Linear combination of segment angle covariance during in-place movements with limb orientation obtained during actual locomotor movements. Left column, Over-ground kinematic patterns during walking, running, and hopping in one representative subject. Middle column, Limb (GT-VE) orientation waveforms correspond to walking at 5 km/h, running at 9 km/h, and hopping at 4 km/h. Right column, Comparison of actual kinematic patterns during in-place stepping, running, and hopping with those predicted by subtracting the respective limb orientation from the over-ground trajectories. Waveform correlation coefficients (r) for each pair listed at the far right.

Figure 6.

A simple model of additive limb segment angle covariances. A, Limb orientation basic covariance with t = s = f (black line) compared with the average linear trajectory for marching (t = 0.86 · s = 0.93 · f; brown). B, Limb length basic covariance (along the line t = −s) leading to a foot lift covariance with shank and foot segments in phase (t = −s = −f; dashed black line) and a limb compression covariance with shank and foot out of phase (t = −s = f; dashed black line). C, Examples of additive covariance. Linear combinations of elementary covariance vectors result in planar covariance patterns (gray planes) resembling those observed during walking, hopping, and crouched walking (compare with Fig. 2 A). The in-place linear trajectories averaged across subjects were: t = −1.60 · s = −1.15 · f for stepping in place (blue), t = −1.28 · s = −0.72  · f for crouched stepping in place (gray), and t = −0.85 · s = 0.72 · f for hopping in place (green). Elevation angles: t, thigh; s, shank; f, foot.

Figure 7.

General foot placement characteristics and association of plane trajectories of the segment angles with endpoint motion. A, Left panel, Foot orientation (gray triangles formed by connecting LM-VM-HE markers) and ground reaction forces (upward pointing vectors) during over-ground walking, running, and hopping at a natural speed plotted every 14% of the gait cycle in one representative subject.

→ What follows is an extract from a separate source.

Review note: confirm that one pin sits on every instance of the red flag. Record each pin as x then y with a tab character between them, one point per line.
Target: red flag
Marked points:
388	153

Middle panel, Averaged (±SD; n = 8 subjects) time course of the instantaneous position of the COP relative to the foot during stance. Right panel, Excursion and mean position (asterisk) of the COP for each gait. B, Stick diagram, gait loop (for walking), and virtual endpoint trajectories obtained from PC₁* and PC₂* (see Appendix). Mapping of the polar coordinates of the limb axis (left) to the coordinates of the covariance plane (right) is shown for walking using the grid. Limb orientation (t = s = f) and limb length (stepping in-place) covariance directions are indicated. Note an oblique orientation of the two axes. In the bottom panel, virtual endpoint trajectories obtained from PC₁* and PC₂* and transformed to the foot frame are shown for walking, running, and hopping in one representative subject. Asterisks denote mean COP positions during stance in each gait.